When my body began to go haywire ten years ago, I knew something was wrong, but everybody I went to couldn’t give it a name, which was frustrating. As the process to figure out what this was continued, my imagination ran wild, and not in a good way. When my MRI came back and I learned it was MS, the verdict actually came as a relief. That sounds silly now, but when you think it might be something like ALS, Multiple Sclerosis isn’t bad by comparison.

Then shit started happening, and the slow erosion of my mobility commenced. Through it all, my reaction to each hurdle that presented itself was annoyance and defiance, not sadness or despair. I certainly wasn’t happy that my leg started feeling like an overcooked strand of spaghetti, but pissing and moaning about it wasn’t going to change anything.

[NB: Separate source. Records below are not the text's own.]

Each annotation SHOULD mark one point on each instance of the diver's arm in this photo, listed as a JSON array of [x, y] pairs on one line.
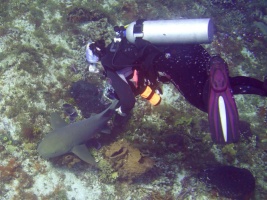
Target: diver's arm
[[123, 91], [247, 85]]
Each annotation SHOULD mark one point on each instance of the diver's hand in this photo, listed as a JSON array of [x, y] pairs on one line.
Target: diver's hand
[[118, 110]]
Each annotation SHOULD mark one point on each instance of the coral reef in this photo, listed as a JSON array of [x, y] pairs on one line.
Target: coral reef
[[127, 161], [43, 66]]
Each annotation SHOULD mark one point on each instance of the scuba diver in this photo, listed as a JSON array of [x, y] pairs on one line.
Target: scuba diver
[[147, 52]]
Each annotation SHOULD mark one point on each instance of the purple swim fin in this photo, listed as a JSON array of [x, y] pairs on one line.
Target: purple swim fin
[[222, 111]]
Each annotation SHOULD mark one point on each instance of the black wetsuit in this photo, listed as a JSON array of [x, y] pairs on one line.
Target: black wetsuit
[[186, 65]]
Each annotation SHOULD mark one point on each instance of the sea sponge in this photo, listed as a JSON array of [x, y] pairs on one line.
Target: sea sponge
[[127, 160]]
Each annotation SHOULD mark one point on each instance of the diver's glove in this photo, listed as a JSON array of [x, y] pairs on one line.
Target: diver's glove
[[118, 110]]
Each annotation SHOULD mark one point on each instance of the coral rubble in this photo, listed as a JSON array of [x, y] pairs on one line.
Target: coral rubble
[[127, 160]]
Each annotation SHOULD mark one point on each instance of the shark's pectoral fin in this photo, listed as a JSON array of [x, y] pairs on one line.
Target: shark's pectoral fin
[[82, 152], [56, 121]]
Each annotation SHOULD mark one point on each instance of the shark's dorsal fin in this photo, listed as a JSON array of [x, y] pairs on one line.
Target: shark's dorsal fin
[[82, 152], [56, 121]]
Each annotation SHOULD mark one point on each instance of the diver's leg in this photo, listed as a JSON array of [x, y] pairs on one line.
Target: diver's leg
[[123, 90], [248, 85]]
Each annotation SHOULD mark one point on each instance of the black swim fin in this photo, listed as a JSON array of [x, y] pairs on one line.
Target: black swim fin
[[222, 111]]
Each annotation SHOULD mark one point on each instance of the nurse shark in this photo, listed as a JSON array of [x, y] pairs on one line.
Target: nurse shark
[[71, 137]]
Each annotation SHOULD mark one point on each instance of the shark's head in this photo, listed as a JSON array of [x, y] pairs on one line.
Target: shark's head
[[51, 147]]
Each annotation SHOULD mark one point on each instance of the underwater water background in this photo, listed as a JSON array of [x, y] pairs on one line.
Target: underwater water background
[[42, 54]]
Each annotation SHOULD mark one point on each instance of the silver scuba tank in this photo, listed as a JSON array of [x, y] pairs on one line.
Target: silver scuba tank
[[171, 31]]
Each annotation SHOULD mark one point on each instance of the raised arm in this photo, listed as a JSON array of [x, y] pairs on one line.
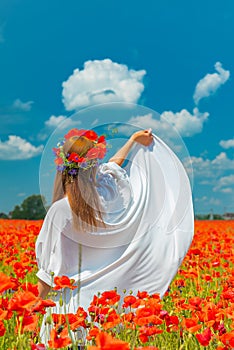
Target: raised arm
[[144, 137]]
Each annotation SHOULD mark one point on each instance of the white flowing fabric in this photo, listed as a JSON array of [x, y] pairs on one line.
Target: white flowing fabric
[[150, 224]]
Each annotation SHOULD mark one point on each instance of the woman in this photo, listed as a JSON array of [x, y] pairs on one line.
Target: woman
[[110, 226], [77, 185]]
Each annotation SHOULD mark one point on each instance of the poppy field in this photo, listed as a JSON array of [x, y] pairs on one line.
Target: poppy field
[[197, 311]]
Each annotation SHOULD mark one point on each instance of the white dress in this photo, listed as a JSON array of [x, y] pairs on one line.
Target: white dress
[[149, 217]]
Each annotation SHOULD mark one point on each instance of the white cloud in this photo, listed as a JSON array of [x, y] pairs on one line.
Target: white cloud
[[16, 148], [223, 184], [227, 143], [61, 122], [53, 122], [211, 169], [24, 106], [21, 194], [185, 123], [201, 199], [210, 83], [102, 81]]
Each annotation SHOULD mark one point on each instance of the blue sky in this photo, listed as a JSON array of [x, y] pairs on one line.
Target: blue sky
[[174, 57]]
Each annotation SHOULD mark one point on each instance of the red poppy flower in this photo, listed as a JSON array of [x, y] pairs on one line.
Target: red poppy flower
[[63, 282], [74, 157], [6, 282], [205, 337], [60, 340], [38, 347], [102, 139], [22, 301], [2, 329], [107, 342], [91, 135], [74, 132], [58, 161]]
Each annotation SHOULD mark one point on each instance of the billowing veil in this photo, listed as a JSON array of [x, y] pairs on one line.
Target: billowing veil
[[150, 224]]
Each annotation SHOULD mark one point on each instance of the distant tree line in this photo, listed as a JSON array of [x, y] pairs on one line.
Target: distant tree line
[[32, 208], [208, 217]]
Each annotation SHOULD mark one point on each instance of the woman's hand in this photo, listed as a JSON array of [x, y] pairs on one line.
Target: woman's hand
[[144, 137]]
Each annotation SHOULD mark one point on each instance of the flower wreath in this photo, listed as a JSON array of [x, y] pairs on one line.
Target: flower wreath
[[71, 162]]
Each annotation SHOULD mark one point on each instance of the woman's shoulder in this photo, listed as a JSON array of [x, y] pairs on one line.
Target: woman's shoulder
[[60, 207], [112, 169]]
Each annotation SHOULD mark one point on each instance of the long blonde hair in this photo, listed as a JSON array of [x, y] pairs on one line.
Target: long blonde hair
[[80, 188]]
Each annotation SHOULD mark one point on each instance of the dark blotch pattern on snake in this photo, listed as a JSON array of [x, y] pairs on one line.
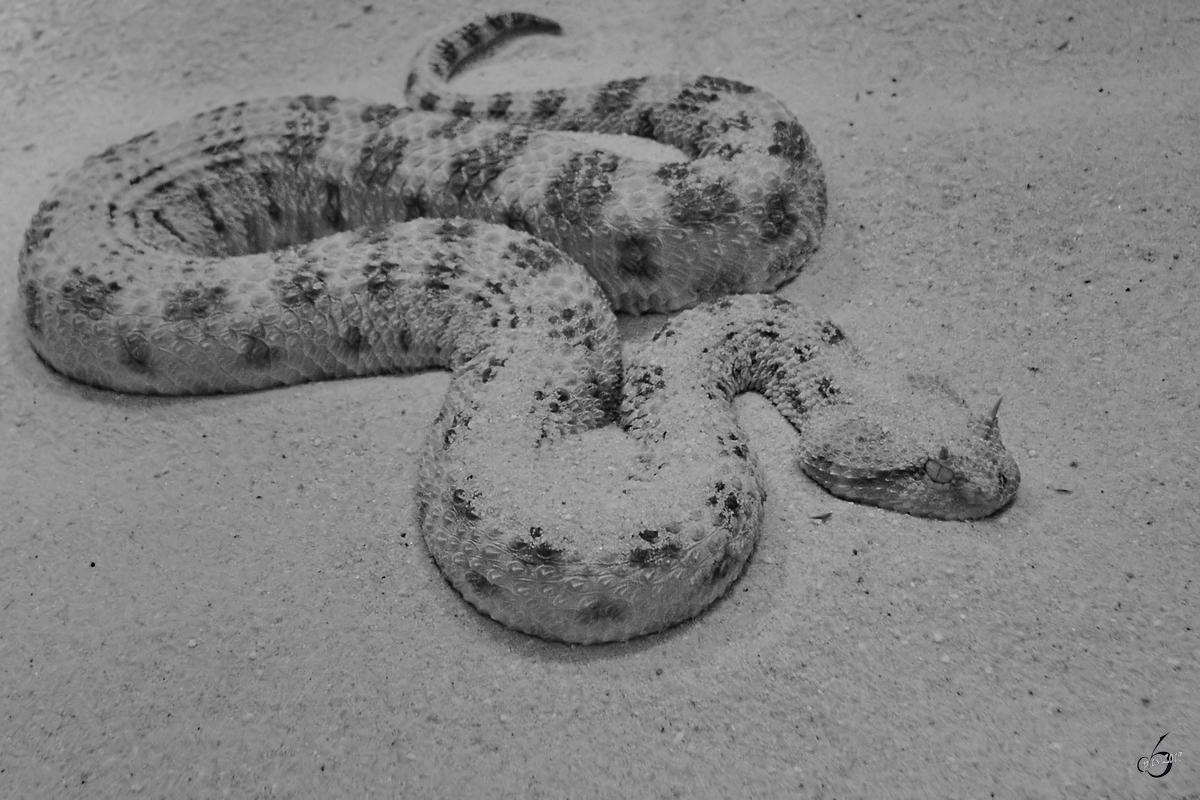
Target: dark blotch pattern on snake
[[567, 491]]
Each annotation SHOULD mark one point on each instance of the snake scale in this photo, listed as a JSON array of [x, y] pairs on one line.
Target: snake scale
[[568, 489]]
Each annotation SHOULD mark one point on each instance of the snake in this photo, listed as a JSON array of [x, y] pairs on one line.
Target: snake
[[571, 487]]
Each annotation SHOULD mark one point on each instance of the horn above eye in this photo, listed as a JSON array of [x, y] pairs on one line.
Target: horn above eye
[[937, 471]]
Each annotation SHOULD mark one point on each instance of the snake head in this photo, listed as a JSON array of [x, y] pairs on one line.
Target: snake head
[[923, 453]]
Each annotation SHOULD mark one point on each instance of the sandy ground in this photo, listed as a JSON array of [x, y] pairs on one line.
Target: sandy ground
[[226, 596]]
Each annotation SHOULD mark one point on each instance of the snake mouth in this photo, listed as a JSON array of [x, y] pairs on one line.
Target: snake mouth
[[931, 489]]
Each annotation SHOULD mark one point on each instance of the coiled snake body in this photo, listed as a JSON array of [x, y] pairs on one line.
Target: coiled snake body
[[565, 491]]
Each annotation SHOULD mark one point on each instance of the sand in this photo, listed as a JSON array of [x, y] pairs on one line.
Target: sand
[[226, 596]]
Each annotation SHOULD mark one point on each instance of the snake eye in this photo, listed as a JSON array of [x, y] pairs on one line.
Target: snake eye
[[937, 470]]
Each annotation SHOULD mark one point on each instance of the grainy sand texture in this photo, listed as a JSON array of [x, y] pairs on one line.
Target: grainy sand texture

I’ve always been good at compartmentalizing things going on in my life, and I’ve placed my disability in the attic, tucked away with all the other junk that I don’t have any use for. I hate the word disability or handicap, even though it applies, because I don’t want that to define who I am. I also don’t want people thinking of me that way. I’m still the same guy I was twenty years ago, it’s just that I walk funny now, have no balance whatsoever, and can’t do a lot of things I used to. Many of the things I can’t do, like yard work, I don’t miss at all.

I didn’t always have this attitude. I use to bitch and moan about a lot of petty things, and it took becoming afflicted with MS to realize how good I had it. Family, friends, and having love in my life was something I no longer took for granted. So now, I try not to sweat the small stuff, other than the Red Sox.

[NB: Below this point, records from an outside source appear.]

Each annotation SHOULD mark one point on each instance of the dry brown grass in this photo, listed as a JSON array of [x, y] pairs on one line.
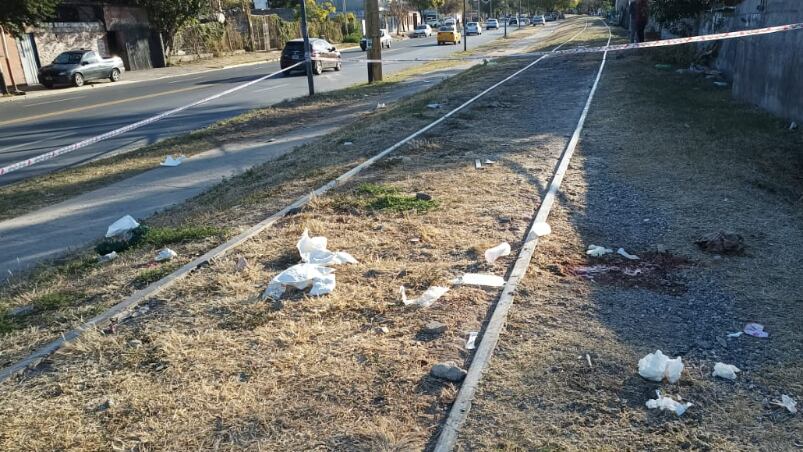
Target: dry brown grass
[[664, 159], [209, 366]]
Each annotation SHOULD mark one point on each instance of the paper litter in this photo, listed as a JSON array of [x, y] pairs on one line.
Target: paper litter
[[472, 338], [492, 254], [122, 226], [656, 366], [755, 330], [312, 271], [726, 371], [542, 229], [666, 403], [477, 279], [173, 161], [165, 254], [598, 251], [626, 255], [788, 403], [426, 299]]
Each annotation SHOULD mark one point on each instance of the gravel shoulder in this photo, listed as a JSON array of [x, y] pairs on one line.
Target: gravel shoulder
[[207, 365], [664, 159]]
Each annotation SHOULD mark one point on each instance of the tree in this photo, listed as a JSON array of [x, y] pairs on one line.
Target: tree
[[15, 15], [170, 16]]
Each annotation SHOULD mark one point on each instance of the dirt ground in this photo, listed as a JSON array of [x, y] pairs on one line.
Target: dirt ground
[[664, 159], [207, 365]]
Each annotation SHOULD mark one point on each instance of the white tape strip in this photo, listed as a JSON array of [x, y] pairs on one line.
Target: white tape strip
[[130, 127], [619, 47]]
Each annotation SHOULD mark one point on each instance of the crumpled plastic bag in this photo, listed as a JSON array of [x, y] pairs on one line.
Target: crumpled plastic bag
[[165, 254], [788, 403], [492, 254], [426, 299], [755, 330], [656, 366], [173, 161], [598, 251], [726, 371], [666, 403], [301, 276], [122, 226], [313, 250], [478, 279]]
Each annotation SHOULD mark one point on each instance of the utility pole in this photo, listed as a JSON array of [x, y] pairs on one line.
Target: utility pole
[[374, 42], [307, 48], [8, 63], [465, 36]]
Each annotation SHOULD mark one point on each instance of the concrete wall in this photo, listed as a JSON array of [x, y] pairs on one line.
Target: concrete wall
[[14, 59], [766, 70], [54, 38]]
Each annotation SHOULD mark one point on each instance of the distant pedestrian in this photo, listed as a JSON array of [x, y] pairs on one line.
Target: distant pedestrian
[[638, 12]]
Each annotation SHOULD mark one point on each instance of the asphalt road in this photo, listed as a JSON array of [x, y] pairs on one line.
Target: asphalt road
[[33, 126]]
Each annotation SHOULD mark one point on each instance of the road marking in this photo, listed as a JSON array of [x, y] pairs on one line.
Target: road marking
[[269, 88], [53, 101], [35, 142], [104, 104], [185, 80]]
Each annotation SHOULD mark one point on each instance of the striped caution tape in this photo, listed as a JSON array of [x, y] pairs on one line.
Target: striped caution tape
[[614, 48], [82, 144]]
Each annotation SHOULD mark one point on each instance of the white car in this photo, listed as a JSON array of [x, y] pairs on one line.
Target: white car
[[422, 30], [473, 28], [384, 39]]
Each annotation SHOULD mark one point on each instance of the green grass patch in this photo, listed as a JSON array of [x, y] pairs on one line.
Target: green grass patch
[[150, 275], [384, 198], [57, 300]]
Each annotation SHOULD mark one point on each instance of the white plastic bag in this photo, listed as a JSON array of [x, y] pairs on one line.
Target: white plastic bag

Granted, I still have full use of my arms, hands and the other leg hasn’t been touched. I still work full time, still drive a car, and still maintain the standard of living we had prior to the diagnosis. None of that has changed. I can still go for walks, although I’m slower than molasses and need a cane, a brace that lifts my foot, and a knee brace.

I know statistically that there is an excellent chance I will wind up in a wheelchair some day, and I also know I won’t be happy should that day come. In some ways I am trying to prepare for it, particularly in terms of housing and career, which is the primary reason I have started to write.

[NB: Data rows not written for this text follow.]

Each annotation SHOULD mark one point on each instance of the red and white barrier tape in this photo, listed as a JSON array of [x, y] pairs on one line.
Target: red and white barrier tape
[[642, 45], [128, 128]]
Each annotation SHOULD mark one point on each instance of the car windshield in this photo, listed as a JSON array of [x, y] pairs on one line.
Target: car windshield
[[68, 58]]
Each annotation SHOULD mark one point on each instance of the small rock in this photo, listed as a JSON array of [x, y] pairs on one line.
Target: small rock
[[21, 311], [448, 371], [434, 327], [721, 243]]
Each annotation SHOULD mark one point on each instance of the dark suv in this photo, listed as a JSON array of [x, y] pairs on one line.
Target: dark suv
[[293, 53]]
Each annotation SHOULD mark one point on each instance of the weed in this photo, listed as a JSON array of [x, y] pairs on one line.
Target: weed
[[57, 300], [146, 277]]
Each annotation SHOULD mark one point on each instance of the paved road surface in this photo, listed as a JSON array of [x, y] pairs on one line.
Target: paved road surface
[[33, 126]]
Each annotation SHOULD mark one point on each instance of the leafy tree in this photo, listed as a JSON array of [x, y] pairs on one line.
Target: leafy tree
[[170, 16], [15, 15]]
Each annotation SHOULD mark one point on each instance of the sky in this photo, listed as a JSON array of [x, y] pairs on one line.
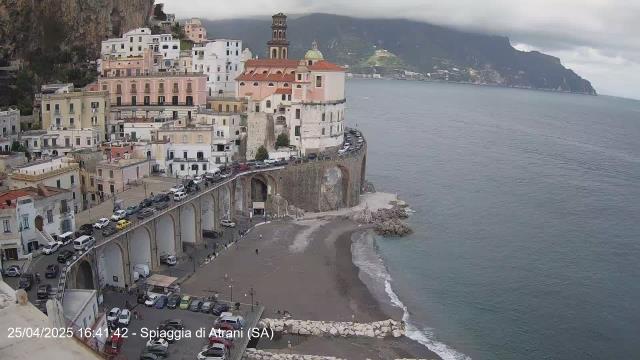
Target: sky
[[598, 39]]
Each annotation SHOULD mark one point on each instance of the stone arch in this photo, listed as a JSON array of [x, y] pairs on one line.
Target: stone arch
[[224, 202], [208, 212], [140, 248], [165, 235], [111, 264], [84, 275], [188, 224], [39, 222]]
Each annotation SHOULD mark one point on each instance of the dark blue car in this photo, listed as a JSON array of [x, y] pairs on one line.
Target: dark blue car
[[161, 302]]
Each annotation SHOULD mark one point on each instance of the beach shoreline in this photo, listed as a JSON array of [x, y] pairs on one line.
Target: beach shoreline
[[306, 267]]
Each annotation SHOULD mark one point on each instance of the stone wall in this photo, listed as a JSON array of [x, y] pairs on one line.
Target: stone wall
[[324, 185]]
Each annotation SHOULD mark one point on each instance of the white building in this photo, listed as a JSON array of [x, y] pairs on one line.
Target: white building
[[221, 60], [10, 124], [52, 143], [30, 216], [61, 173], [134, 42]]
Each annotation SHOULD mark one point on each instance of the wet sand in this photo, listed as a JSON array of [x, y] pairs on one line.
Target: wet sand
[[306, 268]]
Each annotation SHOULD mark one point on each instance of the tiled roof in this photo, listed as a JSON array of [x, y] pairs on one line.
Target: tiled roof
[[324, 65], [286, 63], [266, 77], [283, 91]]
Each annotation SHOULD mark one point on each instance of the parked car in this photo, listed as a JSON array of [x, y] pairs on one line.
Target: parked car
[[161, 302], [131, 210], [227, 342], [43, 291], [173, 301], [64, 239], [123, 224], [64, 256], [85, 229], [145, 203], [213, 352], [102, 222], [141, 298], [195, 305], [178, 196], [162, 197], [184, 302], [162, 205], [219, 308], [26, 281], [84, 243], [149, 356], [113, 315], [172, 323], [227, 223], [151, 299], [52, 271], [234, 320], [146, 212], [109, 230], [206, 307], [124, 318], [168, 259], [50, 248], [119, 215], [157, 343], [13, 271]]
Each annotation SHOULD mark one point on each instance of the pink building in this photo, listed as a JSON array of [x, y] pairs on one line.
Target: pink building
[[195, 31], [175, 89]]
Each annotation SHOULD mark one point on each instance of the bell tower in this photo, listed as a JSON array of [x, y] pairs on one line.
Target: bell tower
[[278, 46]]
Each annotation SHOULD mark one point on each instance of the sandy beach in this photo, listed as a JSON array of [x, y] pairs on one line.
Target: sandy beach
[[305, 267]]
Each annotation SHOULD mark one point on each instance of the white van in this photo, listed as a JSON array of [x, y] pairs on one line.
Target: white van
[[65, 238], [84, 242]]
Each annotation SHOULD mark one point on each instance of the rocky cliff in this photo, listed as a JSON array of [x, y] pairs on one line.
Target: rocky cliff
[[29, 25]]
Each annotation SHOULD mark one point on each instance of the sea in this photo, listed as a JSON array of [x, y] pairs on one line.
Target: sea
[[526, 219]]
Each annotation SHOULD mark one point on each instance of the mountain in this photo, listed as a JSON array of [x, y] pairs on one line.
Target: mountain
[[392, 47]]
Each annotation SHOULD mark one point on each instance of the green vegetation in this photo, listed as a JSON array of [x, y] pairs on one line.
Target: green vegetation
[[282, 140], [262, 154]]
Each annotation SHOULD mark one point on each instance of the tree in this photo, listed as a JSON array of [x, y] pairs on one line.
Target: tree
[[262, 154], [282, 140]]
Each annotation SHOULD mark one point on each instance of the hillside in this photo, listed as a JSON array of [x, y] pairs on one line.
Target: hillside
[[436, 52]]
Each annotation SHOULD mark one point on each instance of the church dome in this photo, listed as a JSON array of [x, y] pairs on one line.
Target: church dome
[[313, 53]]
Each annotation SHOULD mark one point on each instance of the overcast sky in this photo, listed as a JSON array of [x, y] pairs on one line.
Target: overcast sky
[[598, 39]]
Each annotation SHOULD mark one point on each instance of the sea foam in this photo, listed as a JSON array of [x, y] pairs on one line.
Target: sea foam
[[369, 262]]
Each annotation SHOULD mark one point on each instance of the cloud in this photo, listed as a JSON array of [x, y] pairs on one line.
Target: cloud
[[597, 38]]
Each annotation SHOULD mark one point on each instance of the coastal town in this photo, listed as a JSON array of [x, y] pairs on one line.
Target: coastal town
[[196, 201]]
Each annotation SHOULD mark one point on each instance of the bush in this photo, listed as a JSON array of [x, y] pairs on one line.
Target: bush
[[282, 140], [262, 154]]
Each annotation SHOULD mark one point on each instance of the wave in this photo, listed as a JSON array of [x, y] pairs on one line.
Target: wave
[[366, 257]]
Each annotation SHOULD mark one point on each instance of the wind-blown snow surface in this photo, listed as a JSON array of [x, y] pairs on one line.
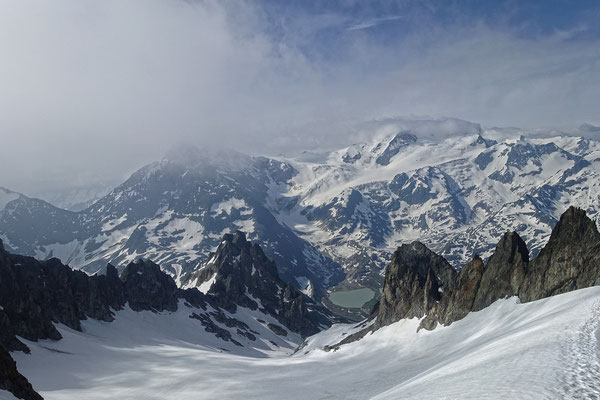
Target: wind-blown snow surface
[[544, 349]]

Is that denial? Perhaps. Maybe my tune would change if I was in constant pain, or if more of my body was affected. But still, every day above the dirt is a good day. Having your glass half full rather than half empty is really important to not letting something like MS swallow you whole and take over your life.

As they say, ignorance is bliss, so I’ll continue living in this self-constructed cocoon as long as I can until something punctures it. Until that day comes, and I hope it never does, I’ll remember that blog title, and wear it like a shield of armor and honor: Fuck MS!